Friday, July 20, 2007

Admit it, Mr. Buddha, your party has been wrong all along

West Bengal Chief Minister Buddhadeb Bhattacharjee says,"I have to follow capitalism"

West Bengal Chief Minister Buddhadeb Bhattacharjee says there is no place for jobless growth, and now that the communists' radical land reform, which broke up large zamindar land-holdings among small and marginal share-croppers, has nearly run its course, the logical next step is industrialisation. This is not music to the ears of the CPI(M)'s allies in the Left Front coalition that has ruled the state, unchallenged, for the past 30 years.

"I am very clear in my mind. This is capitalism. I just cannot build socialism in one part of the country. They (leftist critics) theoretically cannot accept this position. Academically they cannot accept this position. I cannot build socialism in one state of India. I have to follow capitalism. But we have to protect against the negative effects of a capitalist society," Bhattacharjee told the Hindustan Times in an exclusive two-hour interview.

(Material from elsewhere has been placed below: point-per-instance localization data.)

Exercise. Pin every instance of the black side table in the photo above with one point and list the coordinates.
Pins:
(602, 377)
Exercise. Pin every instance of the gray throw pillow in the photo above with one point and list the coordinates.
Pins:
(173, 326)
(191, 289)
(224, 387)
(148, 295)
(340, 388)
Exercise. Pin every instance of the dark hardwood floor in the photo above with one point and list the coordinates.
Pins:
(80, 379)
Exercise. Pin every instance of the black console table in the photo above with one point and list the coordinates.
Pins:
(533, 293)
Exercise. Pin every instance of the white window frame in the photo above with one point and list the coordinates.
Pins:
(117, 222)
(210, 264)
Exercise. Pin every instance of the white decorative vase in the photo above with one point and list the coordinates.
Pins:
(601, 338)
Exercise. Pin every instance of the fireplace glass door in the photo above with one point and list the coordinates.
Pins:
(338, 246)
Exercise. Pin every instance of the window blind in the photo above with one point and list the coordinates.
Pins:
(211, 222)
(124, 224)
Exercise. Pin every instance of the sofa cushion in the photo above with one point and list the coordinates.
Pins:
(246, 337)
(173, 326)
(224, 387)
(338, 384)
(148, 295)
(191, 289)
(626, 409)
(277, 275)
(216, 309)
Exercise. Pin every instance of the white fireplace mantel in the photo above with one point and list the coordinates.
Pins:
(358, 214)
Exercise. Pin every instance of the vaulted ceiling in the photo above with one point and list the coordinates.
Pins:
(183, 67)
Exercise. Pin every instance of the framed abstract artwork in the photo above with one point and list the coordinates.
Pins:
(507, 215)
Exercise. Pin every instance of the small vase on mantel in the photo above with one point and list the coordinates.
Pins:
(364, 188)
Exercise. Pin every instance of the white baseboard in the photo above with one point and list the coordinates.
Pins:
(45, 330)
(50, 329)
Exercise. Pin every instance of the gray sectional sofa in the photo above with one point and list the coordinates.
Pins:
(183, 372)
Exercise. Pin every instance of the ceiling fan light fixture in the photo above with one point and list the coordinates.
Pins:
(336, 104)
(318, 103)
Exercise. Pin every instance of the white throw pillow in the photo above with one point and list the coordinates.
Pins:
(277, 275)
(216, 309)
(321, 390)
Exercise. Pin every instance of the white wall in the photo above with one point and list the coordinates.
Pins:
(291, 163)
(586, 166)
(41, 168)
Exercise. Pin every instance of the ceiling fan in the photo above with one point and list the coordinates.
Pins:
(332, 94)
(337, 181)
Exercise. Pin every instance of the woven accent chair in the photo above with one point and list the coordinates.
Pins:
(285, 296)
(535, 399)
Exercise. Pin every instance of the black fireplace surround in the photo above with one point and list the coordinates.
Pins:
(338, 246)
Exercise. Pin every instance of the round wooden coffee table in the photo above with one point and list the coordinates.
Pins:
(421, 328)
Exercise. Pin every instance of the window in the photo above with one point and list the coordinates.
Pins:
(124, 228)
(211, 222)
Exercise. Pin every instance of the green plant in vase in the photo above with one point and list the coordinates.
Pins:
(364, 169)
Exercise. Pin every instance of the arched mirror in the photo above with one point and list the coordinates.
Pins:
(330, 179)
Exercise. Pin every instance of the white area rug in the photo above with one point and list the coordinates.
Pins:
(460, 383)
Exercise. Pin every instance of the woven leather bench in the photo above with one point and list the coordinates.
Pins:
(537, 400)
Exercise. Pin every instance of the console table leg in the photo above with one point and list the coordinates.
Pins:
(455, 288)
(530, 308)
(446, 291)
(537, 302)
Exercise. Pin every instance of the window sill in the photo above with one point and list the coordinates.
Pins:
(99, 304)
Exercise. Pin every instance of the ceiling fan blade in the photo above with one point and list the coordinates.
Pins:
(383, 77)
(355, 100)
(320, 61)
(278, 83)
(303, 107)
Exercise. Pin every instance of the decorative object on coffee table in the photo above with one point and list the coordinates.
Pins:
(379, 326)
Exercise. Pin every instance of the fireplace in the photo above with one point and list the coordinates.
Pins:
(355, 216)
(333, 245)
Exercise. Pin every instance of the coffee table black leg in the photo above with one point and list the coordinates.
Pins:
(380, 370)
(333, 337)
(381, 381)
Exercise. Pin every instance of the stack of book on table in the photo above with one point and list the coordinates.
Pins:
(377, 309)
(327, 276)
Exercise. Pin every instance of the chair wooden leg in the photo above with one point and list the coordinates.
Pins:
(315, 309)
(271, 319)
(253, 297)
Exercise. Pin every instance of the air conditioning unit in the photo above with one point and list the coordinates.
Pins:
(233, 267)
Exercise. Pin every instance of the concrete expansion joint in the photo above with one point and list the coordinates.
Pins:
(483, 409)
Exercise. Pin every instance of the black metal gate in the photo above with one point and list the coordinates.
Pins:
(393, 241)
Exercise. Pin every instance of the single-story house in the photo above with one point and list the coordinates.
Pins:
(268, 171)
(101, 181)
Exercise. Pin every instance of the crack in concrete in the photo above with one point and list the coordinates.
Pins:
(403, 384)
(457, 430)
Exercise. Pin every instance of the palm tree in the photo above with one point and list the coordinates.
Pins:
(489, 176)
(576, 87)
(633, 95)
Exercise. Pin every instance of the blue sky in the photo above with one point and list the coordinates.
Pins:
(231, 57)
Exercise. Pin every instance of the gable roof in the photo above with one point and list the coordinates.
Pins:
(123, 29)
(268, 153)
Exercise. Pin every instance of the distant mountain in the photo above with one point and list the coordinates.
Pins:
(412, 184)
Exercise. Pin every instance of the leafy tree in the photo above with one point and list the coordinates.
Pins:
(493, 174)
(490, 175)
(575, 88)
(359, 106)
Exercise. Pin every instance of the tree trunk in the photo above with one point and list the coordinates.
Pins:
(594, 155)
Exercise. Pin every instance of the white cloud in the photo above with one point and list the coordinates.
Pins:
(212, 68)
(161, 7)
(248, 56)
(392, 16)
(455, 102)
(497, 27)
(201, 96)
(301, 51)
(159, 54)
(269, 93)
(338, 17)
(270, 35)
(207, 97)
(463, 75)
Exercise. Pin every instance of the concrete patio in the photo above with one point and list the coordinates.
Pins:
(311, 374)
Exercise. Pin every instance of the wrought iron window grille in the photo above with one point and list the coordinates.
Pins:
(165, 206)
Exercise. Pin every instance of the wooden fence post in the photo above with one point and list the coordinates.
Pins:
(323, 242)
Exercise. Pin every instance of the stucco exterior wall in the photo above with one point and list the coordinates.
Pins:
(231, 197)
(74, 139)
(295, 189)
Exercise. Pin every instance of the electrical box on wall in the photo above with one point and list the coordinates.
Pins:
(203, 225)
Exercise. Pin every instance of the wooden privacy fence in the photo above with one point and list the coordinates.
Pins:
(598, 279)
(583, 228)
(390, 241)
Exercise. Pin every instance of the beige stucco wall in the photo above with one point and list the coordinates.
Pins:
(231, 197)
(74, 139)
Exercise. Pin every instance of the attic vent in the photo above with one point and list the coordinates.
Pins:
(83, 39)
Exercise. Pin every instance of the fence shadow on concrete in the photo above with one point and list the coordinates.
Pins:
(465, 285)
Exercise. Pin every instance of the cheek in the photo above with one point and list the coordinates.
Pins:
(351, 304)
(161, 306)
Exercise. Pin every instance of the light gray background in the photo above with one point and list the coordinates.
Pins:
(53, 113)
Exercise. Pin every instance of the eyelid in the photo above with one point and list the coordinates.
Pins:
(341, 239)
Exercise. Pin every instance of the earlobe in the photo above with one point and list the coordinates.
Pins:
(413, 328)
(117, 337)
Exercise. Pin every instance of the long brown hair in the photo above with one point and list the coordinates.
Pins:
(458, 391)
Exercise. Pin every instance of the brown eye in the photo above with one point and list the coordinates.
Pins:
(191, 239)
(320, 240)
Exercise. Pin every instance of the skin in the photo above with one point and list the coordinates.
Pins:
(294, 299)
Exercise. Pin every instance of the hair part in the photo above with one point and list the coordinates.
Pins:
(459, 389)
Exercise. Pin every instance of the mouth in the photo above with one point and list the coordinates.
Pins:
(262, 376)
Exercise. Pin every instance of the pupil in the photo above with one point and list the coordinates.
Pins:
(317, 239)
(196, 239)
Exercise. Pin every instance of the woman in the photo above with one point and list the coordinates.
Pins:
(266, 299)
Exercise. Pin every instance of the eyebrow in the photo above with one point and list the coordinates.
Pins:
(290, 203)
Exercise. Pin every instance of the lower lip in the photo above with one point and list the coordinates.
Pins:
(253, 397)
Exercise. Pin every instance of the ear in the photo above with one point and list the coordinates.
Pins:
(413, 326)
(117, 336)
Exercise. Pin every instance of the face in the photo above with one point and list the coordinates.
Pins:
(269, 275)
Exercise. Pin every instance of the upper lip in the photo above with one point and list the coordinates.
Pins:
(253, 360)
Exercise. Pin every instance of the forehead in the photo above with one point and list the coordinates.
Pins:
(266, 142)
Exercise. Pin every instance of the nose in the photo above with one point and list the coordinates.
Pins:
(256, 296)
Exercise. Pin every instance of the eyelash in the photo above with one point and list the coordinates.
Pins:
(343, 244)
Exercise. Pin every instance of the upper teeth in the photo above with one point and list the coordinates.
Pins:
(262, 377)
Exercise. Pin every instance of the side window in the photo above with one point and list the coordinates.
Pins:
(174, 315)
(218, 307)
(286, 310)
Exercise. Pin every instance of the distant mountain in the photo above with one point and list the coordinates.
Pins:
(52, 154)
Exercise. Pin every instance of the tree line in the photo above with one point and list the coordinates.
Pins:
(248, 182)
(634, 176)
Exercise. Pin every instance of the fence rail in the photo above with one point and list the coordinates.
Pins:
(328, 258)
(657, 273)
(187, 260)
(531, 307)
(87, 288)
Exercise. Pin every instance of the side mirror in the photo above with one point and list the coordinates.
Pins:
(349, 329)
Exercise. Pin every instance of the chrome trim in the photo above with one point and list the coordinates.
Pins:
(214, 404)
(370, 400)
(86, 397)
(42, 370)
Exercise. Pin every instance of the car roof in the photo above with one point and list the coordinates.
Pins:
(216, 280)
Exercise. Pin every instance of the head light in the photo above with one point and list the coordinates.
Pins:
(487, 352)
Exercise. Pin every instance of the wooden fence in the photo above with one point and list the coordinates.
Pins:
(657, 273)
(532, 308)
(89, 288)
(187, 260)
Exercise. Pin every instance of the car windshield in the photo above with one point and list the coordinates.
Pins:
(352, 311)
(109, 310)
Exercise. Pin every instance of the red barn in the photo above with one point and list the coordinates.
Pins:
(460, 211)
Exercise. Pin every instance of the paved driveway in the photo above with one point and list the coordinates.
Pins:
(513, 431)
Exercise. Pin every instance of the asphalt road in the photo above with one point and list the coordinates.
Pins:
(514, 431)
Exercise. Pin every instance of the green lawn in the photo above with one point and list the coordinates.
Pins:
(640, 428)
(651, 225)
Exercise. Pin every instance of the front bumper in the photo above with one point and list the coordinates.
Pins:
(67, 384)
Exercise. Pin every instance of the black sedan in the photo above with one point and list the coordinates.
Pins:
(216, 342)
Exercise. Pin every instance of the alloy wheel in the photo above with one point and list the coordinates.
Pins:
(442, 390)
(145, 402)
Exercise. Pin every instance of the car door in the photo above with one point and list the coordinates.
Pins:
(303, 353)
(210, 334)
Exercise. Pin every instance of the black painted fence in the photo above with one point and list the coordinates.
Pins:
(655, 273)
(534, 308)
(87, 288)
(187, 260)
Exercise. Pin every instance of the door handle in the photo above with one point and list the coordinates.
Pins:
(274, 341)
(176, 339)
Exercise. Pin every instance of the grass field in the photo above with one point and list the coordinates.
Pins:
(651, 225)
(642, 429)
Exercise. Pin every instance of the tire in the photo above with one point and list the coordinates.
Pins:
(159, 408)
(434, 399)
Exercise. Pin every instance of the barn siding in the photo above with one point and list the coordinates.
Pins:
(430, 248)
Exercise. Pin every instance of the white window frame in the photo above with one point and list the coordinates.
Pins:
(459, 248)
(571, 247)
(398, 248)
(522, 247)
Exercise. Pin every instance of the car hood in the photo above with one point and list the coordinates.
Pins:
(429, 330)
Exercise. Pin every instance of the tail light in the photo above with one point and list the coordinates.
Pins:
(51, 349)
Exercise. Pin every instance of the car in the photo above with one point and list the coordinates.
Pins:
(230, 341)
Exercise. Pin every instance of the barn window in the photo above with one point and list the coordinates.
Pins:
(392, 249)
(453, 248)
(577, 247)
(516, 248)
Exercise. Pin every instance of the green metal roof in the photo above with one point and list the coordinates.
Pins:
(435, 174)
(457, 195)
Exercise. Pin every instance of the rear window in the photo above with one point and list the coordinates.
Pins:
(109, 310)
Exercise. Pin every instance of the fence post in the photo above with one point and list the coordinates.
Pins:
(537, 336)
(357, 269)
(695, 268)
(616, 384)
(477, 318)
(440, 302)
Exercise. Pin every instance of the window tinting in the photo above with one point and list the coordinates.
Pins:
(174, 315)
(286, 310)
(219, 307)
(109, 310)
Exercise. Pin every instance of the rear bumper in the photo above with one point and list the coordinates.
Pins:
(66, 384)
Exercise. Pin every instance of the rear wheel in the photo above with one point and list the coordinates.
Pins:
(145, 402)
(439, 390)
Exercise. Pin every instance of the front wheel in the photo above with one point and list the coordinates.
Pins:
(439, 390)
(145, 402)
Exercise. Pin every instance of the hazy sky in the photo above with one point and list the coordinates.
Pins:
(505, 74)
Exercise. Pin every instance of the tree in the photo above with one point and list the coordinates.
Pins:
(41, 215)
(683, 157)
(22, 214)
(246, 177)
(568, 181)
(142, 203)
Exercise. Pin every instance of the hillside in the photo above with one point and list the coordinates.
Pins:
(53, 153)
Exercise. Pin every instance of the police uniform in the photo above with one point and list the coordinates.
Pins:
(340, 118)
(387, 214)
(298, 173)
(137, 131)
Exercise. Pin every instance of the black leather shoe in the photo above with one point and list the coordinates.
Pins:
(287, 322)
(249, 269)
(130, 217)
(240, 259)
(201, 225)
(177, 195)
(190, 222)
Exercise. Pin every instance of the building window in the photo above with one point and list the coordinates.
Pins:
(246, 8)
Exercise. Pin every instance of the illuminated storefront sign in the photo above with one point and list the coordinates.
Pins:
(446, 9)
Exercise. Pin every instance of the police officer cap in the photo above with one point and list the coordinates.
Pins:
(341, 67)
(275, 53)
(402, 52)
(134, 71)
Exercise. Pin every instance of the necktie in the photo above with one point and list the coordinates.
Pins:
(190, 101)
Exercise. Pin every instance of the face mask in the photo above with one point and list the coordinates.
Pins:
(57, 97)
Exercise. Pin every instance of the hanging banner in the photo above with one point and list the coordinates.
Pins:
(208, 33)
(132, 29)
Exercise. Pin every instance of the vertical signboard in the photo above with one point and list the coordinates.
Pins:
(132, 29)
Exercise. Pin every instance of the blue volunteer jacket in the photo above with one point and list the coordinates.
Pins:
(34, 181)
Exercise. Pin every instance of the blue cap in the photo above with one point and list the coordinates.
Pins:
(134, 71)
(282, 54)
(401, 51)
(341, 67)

"The world is changing, Communists are also changing. We can't stick to our old dogmas. Deng Xiaoping used to say 'Learn truth from the facts, not from dogmas'."


And-
He admitted that there has been opposition from the CPI(M)'s Left Front partners. "We are still debating among ourselves the need for manufacturing investment in West Bengal. If we sit content with what we have done in agriculture, it will not help us. We have to move from agriculture to industry."

But-
"Some economists think that the market economy is omnipotent. We don't think so. We live in a market economy, but it marginalises a section of the people. Who will take care of them?" asks Bhattacharjee.

As an example, he said of the 38,700 villages in West Bengal, the government has identified 4,612 that are the "poorest of the poor." "We have to take care of them. This is the Left alternative," he said. "We have to protect people against the negative effects of a capitalist society…We have enrolled more than one million workers in the unorganised sector for provident fund."

Thirty years in power -and still haven't 'taken care' of all those thousands of villages? Thirty years of the Left rule could not remove poverty? Didn't the communists have all the answers? What went wrong? Perhaps some unknown bug in the theories of Karl Marx? The ideological experts of the left are working on a patch.